Attenborough died at lunchtime Sunday, his son told BBC News. He had been in a nursing home with his wife for a number of years, after suffering a serious fall six years ago.
After spending several decades working as a character actor, Attenborough gained worldwide recognition 1982 when he won an Oscar as best director for his passion project, the film “Gandhi,” which he also produced. In all, this detailing of the life of India’s great spiritual leader won eight Academy Awards, including best picture and best actor for Ben Kingsley.
Five years later, his epic “Cry Freedom” told the story of black leader Steve Biko – played byDenzel Washington — and provided a profound insight into the conditions in South Africa at the height of apartheid.
He also directed “Oh What a Lovely War,” “Young Winston,” “A Bridge Too Far,” “A Chorus Line,” “Chaplain” and “Shadowlands.”
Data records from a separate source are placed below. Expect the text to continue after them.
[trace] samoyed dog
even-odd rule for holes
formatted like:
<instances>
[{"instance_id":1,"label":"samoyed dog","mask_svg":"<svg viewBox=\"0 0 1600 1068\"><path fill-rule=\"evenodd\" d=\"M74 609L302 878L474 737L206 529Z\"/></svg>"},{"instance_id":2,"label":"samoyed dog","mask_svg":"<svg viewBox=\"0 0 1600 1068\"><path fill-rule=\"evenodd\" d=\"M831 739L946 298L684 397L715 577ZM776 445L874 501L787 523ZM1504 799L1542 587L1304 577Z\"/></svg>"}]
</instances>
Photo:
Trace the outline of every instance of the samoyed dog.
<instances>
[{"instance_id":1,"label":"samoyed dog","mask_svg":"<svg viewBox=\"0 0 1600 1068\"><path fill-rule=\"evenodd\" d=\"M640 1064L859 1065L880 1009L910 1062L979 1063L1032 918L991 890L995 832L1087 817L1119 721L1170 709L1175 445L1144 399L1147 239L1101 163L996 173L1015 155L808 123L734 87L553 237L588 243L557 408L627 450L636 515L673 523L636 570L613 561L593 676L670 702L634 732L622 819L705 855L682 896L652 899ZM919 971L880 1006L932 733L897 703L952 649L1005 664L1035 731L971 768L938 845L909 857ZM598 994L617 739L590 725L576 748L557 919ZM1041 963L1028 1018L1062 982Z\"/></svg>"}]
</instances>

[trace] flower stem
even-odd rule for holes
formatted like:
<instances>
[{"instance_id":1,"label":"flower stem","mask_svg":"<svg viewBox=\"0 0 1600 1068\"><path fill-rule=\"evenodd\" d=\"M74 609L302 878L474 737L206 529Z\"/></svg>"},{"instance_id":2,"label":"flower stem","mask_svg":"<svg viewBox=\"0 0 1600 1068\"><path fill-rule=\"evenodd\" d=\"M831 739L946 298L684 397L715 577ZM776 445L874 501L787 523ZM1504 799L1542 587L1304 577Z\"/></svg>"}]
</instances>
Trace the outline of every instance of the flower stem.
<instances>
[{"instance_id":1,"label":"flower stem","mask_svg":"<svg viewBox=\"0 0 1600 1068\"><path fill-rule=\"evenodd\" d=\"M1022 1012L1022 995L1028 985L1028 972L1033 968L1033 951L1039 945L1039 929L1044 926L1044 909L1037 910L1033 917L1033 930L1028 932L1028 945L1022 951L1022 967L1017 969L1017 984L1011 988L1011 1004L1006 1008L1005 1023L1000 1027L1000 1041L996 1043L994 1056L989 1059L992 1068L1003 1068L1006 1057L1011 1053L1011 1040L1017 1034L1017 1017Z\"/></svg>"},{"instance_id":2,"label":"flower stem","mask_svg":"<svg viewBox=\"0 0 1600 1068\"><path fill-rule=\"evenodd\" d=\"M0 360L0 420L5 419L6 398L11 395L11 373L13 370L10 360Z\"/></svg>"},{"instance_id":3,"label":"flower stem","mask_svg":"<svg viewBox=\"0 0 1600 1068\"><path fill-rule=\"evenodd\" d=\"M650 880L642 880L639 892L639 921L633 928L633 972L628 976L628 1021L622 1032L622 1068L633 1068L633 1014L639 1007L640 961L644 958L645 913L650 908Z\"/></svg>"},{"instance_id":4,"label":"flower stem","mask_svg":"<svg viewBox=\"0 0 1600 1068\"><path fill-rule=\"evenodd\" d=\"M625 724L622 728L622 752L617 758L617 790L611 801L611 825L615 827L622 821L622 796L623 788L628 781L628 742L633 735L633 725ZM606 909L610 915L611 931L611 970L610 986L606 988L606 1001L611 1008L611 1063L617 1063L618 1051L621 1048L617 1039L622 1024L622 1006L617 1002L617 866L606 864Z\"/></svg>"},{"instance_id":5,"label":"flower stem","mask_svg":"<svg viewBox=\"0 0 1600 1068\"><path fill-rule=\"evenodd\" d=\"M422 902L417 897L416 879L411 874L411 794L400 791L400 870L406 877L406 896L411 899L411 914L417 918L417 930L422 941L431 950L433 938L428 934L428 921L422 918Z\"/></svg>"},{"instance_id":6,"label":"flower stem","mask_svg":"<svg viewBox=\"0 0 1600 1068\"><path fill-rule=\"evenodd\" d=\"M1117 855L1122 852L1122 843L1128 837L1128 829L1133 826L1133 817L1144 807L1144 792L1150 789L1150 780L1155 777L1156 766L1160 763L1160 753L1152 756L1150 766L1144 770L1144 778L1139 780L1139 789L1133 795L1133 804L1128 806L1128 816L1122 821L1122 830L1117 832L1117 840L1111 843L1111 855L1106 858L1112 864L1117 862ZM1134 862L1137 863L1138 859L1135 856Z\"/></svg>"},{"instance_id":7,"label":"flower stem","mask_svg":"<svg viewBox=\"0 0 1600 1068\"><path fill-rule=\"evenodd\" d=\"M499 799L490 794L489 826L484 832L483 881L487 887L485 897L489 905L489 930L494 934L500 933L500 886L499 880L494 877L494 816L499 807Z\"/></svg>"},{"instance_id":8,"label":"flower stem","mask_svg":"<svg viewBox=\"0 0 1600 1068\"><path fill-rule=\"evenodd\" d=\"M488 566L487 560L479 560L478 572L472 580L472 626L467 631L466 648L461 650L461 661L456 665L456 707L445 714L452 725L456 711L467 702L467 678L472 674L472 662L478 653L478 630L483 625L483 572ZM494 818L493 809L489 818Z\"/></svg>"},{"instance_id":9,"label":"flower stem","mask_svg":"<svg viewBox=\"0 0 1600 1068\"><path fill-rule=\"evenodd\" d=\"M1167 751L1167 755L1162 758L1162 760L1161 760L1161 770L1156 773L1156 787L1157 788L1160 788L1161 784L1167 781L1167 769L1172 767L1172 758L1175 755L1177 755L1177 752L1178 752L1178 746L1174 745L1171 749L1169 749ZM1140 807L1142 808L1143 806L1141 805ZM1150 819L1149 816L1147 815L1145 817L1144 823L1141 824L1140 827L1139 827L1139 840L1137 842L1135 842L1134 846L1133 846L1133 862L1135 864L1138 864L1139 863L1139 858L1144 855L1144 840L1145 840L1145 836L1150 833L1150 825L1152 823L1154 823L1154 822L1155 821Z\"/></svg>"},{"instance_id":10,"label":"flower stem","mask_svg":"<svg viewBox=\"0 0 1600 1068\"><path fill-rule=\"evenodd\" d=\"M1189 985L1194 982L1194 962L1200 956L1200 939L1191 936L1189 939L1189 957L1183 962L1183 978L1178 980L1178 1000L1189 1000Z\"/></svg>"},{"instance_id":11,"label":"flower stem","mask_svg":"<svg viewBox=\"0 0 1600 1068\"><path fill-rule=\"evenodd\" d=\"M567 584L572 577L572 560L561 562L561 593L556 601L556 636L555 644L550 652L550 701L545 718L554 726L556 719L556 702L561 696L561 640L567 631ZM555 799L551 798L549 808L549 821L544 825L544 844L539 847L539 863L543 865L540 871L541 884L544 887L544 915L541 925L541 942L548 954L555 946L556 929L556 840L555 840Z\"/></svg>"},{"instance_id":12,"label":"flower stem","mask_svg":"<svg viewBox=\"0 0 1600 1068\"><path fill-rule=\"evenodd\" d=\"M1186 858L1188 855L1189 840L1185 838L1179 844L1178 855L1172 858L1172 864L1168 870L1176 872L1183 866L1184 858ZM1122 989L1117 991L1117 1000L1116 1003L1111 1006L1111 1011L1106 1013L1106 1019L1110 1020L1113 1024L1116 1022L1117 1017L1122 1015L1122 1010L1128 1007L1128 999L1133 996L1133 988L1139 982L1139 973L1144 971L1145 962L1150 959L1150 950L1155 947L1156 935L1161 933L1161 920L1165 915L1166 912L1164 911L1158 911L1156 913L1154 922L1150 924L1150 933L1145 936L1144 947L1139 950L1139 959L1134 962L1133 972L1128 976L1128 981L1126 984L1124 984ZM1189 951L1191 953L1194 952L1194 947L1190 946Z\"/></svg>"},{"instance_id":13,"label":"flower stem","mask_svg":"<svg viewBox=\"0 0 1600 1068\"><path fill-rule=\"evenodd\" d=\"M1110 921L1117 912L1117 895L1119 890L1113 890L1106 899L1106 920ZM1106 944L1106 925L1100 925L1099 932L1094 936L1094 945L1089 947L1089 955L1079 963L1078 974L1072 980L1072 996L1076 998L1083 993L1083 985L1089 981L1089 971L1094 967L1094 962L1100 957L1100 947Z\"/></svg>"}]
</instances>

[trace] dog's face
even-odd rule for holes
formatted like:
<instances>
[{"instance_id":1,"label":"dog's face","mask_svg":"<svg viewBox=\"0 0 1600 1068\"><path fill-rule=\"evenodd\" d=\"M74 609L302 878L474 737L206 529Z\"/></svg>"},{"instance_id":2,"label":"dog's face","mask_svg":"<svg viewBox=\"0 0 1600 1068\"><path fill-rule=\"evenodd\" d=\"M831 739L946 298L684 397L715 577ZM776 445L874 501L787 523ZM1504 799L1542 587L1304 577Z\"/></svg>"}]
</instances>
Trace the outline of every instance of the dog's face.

As an actor, he is known for supporting roles in “The Sand Pebbles” and “Dr. Dolittle,” for which he earned back-to-back Golden Globes. He put his acting career on hold while focusing on directing, but returned to play eccentric developer John Hammond in Steven Spielberg 1993 blockbuster “Jurassic Park.” The following year he starred as Kris Kringle in 1994’s “Miracle on 34th Street,” a remake of the 1947 classic.